Trois nominations aux Oscars, Cinq aux BAFTA, Lion d'Argent pour le réalisateur et les deux acteurs principaux et presque Lion d'Or à Venise. Autant dire que le nouveau Paul Thomas Anderson a des arguments à faire valoir vu ce florilège de nominations et récompenses. Mis à part "There will be blood", je n'ai vu aucun PTA. Mais j'ai remarqué dans son précédent film, qu'une exigence et une pleine attention sont requises dans ses films. Au vu de sa notoriété dans le cinéma indépendant américain, il a de quoi continuer à être encore plus perfectionniste.

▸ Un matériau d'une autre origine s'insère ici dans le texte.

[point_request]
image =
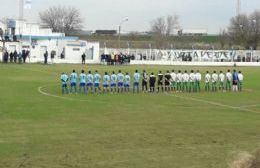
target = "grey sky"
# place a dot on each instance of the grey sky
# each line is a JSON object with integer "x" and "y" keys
{"x": 107, "y": 14}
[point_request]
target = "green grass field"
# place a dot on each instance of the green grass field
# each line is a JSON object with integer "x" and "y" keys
{"x": 39, "y": 128}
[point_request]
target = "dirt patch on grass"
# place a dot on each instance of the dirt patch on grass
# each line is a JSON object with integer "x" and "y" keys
{"x": 246, "y": 160}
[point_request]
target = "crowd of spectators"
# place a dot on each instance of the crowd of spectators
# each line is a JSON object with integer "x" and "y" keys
{"x": 16, "y": 57}
{"x": 116, "y": 59}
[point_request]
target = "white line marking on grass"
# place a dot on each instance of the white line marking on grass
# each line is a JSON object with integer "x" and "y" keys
{"x": 253, "y": 105}
{"x": 213, "y": 103}
{"x": 65, "y": 98}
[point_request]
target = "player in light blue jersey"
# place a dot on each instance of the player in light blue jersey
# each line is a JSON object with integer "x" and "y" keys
{"x": 113, "y": 80}
{"x": 97, "y": 78}
{"x": 120, "y": 81}
{"x": 106, "y": 80}
{"x": 82, "y": 81}
{"x": 127, "y": 83}
{"x": 73, "y": 82}
{"x": 136, "y": 81}
{"x": 64, "y": 79}
{"x": 90, "y": 79}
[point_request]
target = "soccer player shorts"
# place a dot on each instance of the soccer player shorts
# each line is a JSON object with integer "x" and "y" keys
{"x": 90, "y": 84}
{"x": 136, "y": 84}
{"x": 82, "y": 84}
{"x": 73, "y": 84}
{"x": 96, "y": 85}
{"x": 120, "y": 84}
{"x": 113, "y": 85}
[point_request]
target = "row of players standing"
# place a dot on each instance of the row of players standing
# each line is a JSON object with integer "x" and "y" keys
{"x": 180, "y": 81}
{"x": 15, "y": 57}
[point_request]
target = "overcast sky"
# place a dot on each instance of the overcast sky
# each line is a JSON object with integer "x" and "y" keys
{"x": 107, "y": 14}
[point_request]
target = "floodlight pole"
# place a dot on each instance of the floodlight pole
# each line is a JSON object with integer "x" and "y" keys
{"x": 119, "y": 32}
{"x": 21, "y": 9}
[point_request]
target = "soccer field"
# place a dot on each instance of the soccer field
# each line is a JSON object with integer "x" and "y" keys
{"x": 41, "y": 128}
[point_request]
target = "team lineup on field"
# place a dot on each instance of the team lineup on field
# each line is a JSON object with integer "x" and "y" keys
{"x": 170, "y": 81}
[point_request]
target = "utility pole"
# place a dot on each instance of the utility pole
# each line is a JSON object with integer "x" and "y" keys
{"x": 238, "y": 7}
{"x": 21, "y": 9}
{"x": 119, "y": 32}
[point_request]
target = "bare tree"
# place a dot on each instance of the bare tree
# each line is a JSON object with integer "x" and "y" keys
{"x": 159, "y": 26}
{"x": 172, "y": 23}
{"x": 244, "y": 30}
{"x": 62, "y": 19}
{"x": 163, "y": 27}
{"x": 223, "y": 38}
{"x": 254, "y": 29}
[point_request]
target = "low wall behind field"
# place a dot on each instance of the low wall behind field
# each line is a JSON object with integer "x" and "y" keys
{"x": 178, "y": 63}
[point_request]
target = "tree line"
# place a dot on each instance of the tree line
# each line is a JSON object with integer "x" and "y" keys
{"x": 243, "y": 31}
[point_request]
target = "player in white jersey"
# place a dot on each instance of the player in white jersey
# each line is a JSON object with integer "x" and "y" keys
{"x": 192, "y": 79}
{"x": 97, "y": 79}
{"x": 221, "y": 78}
{"x": 73, "y": 82}
{"x": 113, "y": 80}
{"x": 82, "y": 81}
{"x": 179, "y": 81}
{"x": 64, "y": 79}
{"x": 207, "y": 81}
{"x": 106, "y": 80}
{"x": 120, "y": 81}
{"x": 214, "y": 81}
{"x": 228, "y": 80}
{"x": 136, "y": 81}
{"x": 173, "y": 81}
{"x": 240, "y": 81}
{"x": 90, "y": 82}
{"x": 185, "y": 84}
{"x": 127, "y": 83}
{"x": 198, "y": 80}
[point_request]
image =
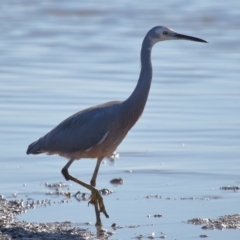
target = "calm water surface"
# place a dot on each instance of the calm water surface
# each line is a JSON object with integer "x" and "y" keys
{"x": 59, "y": 58}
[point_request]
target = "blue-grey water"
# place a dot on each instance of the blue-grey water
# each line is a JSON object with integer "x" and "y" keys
{"x": 58, "y": 57}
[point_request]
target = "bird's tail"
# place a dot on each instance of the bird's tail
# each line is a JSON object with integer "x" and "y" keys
{"x": 34, "y": 148}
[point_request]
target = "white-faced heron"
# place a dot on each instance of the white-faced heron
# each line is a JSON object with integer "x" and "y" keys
{"x": 96, "y": 132}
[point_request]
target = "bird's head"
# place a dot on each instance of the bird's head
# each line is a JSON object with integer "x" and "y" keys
{"x": 160, "y": 33}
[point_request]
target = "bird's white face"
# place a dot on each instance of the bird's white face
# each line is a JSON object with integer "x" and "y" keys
{"x": 164, "y": 33}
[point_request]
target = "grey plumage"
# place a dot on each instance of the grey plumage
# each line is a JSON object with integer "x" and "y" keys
{"x": 97, "y": 131}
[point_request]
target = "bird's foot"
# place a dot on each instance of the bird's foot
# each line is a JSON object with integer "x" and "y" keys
{"x": 97, "y": 200}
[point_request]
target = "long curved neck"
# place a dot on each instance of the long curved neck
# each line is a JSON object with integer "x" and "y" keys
{"x": 135, "y": 104}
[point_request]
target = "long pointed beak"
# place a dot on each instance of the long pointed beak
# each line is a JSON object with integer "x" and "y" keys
{"x": 185, "y": 37}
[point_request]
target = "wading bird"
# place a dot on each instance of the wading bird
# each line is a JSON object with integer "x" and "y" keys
{"x": 96, "y": 132}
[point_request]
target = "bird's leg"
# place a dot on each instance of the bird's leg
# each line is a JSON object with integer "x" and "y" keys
{"x": 96, "y": 197}
{"x": 94, "y": 177}
{"x": 93, "y": 183}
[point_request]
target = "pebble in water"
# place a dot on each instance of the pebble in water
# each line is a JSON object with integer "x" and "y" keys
{"x": 116, "y": 181}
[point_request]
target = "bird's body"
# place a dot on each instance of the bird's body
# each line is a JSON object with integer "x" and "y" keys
{"x": 97, "y": 131}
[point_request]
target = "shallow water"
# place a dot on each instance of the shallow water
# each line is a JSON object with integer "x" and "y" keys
{"x": 59, "y": 58}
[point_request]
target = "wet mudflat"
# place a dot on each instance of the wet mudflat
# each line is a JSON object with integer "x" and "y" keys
{"x": 149, "y": 204}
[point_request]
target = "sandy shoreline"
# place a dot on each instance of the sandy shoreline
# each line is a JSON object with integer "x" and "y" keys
{"x": 10, "y": 228}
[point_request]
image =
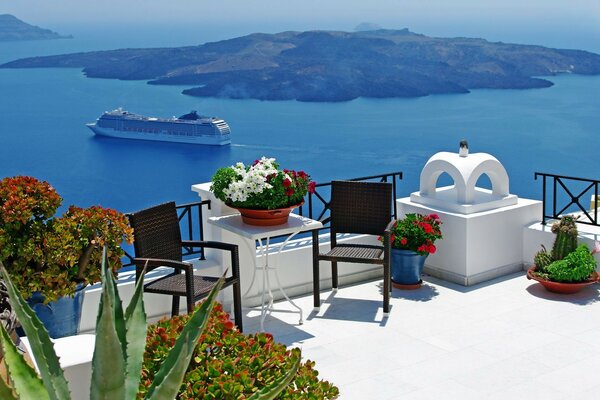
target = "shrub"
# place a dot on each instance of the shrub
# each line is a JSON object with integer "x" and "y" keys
{"x": 52, "y": 254}
{"x": 577, "y": 266}
{"x": 416, "y": 232}
{"x": 261, "y": 186}
{"x": 230, "y": 365}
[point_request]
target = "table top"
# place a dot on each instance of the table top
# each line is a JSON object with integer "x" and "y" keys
{"x": 295, "y": 224}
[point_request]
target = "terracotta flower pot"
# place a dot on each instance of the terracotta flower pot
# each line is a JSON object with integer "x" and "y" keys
{"x": 276, "y": 216}
{"x": 562, "y": 287}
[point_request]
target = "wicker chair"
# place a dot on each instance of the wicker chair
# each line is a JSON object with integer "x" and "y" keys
{"x": 359, "y": 208}
{"x": 157, "y": 243}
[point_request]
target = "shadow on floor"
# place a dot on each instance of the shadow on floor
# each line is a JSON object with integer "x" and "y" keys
{"x": 286, "y": 333}
{"x": 467, "y": 289}
{"x": 587, "y": 295}
{"x": 342, "y": 308}
{"x": 426, "y": 292}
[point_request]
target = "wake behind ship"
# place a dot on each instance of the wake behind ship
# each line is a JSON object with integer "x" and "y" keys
{"x": 189, "y": 128}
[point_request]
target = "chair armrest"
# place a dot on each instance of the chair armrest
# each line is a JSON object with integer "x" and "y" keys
{"x": 388, "y": 228}
{"x": 142, "y": 263}
{"x": 232, "y": 248}
{"x": 209, "y": 244}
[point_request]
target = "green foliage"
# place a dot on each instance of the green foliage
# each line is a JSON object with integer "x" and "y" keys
{"x": 221, "y": 181}
{"x": 577, "y": 266}
{"x": 542, "y": 259}
{"x": 566, "y": 237}
{"x": 53, "y": 254}
{"x": 416, "y": 232}
{"x": 118, "y": 351}
{"x": 229, "y": 365}
{"x": 261, "y": 186}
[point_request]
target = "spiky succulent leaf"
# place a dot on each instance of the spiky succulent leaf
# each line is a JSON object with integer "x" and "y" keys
{"x": 108, "y": 362}
{"x": 42, "y": 348}
{"x": 24, "y": 379}
{"x": 135, "y": 323}
{"x": 168, "y": 379}
{"x": 272, "y": 391}
{"x": 117, "y": 307}
{"x": 6, "y": 393}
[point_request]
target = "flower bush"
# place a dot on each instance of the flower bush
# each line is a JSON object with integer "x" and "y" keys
{"x": 230, "y": 365}
{"x": 416, "y": 232}
{"x": 261, "y": 186}
{"x": 53, "y": 254}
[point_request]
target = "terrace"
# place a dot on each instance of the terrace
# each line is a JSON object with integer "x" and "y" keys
{"x": 475, "y": 330}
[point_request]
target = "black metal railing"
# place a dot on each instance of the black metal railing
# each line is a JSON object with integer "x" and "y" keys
{"x": 190, "y": 222}
{"x": 564, "y": 195}
{"x": 319, "y": 202}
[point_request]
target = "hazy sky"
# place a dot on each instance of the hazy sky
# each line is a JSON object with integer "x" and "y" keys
{"x": 567, "y": 20}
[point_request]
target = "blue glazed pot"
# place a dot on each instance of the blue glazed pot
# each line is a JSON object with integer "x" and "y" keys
{"x": 61, "y": 317}
{"x": 407, "y": 266}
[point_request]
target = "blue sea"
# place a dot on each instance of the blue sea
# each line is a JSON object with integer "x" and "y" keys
{"x": 43, "y": 134}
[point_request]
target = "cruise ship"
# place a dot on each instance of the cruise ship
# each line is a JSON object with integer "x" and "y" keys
{"x": 189, "y": 128}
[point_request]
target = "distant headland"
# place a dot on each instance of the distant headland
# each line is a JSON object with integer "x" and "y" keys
{"x": 13, "y": 29}
{"x": 332, "y": 66}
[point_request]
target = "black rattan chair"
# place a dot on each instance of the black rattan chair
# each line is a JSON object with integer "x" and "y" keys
{"x": 157, "y": 243}
{"x": 357, "y": 208}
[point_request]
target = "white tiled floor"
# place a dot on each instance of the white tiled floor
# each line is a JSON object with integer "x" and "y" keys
{"x": 504, "y": 339}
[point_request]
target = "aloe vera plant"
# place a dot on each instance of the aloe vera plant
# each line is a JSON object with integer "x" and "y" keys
{"x": 118, "y": 353}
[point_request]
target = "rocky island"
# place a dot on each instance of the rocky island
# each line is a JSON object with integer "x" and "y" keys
{"x": 12, "y": 29}
{"x": 331, "y": 65}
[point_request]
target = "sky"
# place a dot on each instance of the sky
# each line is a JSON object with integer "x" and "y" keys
{"x": 558, "y": 23}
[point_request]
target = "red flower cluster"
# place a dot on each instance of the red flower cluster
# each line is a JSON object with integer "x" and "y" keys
{"x": 416, "y": 232}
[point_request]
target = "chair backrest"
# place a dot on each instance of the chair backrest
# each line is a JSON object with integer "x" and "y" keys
{"x": 156, "y": 232}
{"x": 360, "y": 207}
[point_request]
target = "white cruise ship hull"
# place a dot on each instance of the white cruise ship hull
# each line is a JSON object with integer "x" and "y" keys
{"x": 216, "y": 140}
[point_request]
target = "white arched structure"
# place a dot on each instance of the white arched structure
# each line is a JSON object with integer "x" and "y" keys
{"x": 464, "y": 197}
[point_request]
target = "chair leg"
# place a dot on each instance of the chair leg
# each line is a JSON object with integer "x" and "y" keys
{"x": 316, "y": 279}
{"x": 316, "y": 286}
{"x": 237, "y": 306}
{"x": 334, "y": 282}
{"x": 175, "y": 306}
{"x": 386, "y": 288}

The Master, c'est un sujet controversé et magnifiquement interprété, taillé pour les nominations et récompenses. Si la polémique a longtemps suivi le film pour sa ressemblance avec l'histoire de la Scientologie, personnellement et même en connaissant peu du culte de Tom Cruise, j'ai vu dans The Master un film qui pourrait traiter de n'importe quelle secte, religion ou communauté. Ce que j'ai adoré avant tout dans ce film, c'est ce tableau de l’Amérique post-seconde guerre mondiale où la mentalité des hommes ont changé. Où ces derniers ont été tellement perturbés que leur retour dans la société est difficile. Celle-ci n'ayant pas conscience du mal qui ronge ces hommes, cette société qui a continué à "prospérer" comme si de rien n'était et qui se laisse ronger l'esprit par des "charlatans", des beaux parleurs métaphysiciens qui savent convaincre les foules. J'ai adoré la séquence où un homme s'oppose au leader de la Cause, en lui posant des questions et surtout en lui définissant le terme culte, qui dépend de l'opinion d'un seul homme. A l'inverse la répartie du leader est d'une pleine argumentation, qui bien qu'impulsif, lui balance que cet "individu" intervient avec ses a-priori et sans réelle volonté de connaître et de tolérer le point de vue inverse. Un dialogue symbolique qui va au-delà d'un échange entre deux partis, c'est l'image même du paradoxe d'une conversation entre deux individus.
Si la photographie du film reste relativement équivoque à ce qui se fait dans le cinéma indépendant américain actuelle, il faut reconnaître un travail perfectionniste sur l'aspect visuel et sonore du film. Néanmoins, ces aspects techniques sont éclipsés par les interprétations brillantes du triangle d'acteurs principaux. Joaquin Phoenix qui campe littéralement un soldat aliéné et alcoolique notoire, Philip Seymour Hofman en leader charismatique de la Cause et Amy Adams, qui interprète sa femme, personnage peu développé mais qui explose d'intensité dans sa confrontation pulsionnelle avec son mari dans la salle de bain. Une séquence choc qui ne laissera personne de marbre.
Malheureusement, si le film est porteur d'un sacré message et révélateur d'une société attristée par ses pertes, The Master demande beaucoup d’exigence. Il n'est pas aisé de rentrer pleinement dans ce film. The Master n'est pas à mettre entre toutes les mains. La dernière partie est bien plus complexe que ce qui a été livré pendant plus d'une heure et demi. De questions se soulèvent sur la réalité de ce qui se passe à l'écran ou si tout n'est que l'imagination et la folie pure et dure de Joaquin Phoenix. Le sens de certaines séquences est difficile à définir sur l'instant et personnellement je trouve que le film se termine sur une forme d'incompréhension et d'inachevé. Après concernant la relation du maître et de son disciple, je trouve cette relation étrange, peu crédible qui relève davantage du mystique. On sort de la salle avec, il est vrai, une certaine frustration. Frustration par rapport à ce film difficilement accessible sans une certaine connaissance au préalable.
Les perfectionnistes et les cinéphiles du cinéma d'auteur seront comblés, le grand public un peu moins et entre eux, les intermédiaires trouveront matière à apprécier le film sans pour autant rentrer dedans. Cette traversée est assez pénible même si à bord de ce paquebot, il y a des qualités indéniables qui font rentrer aisément ce film dans la filmographie célèbre de Paul Thomas Anderson, réalisateur contemporain qui a déjà, à coup sûr, marqué le cinéma de son empreinte.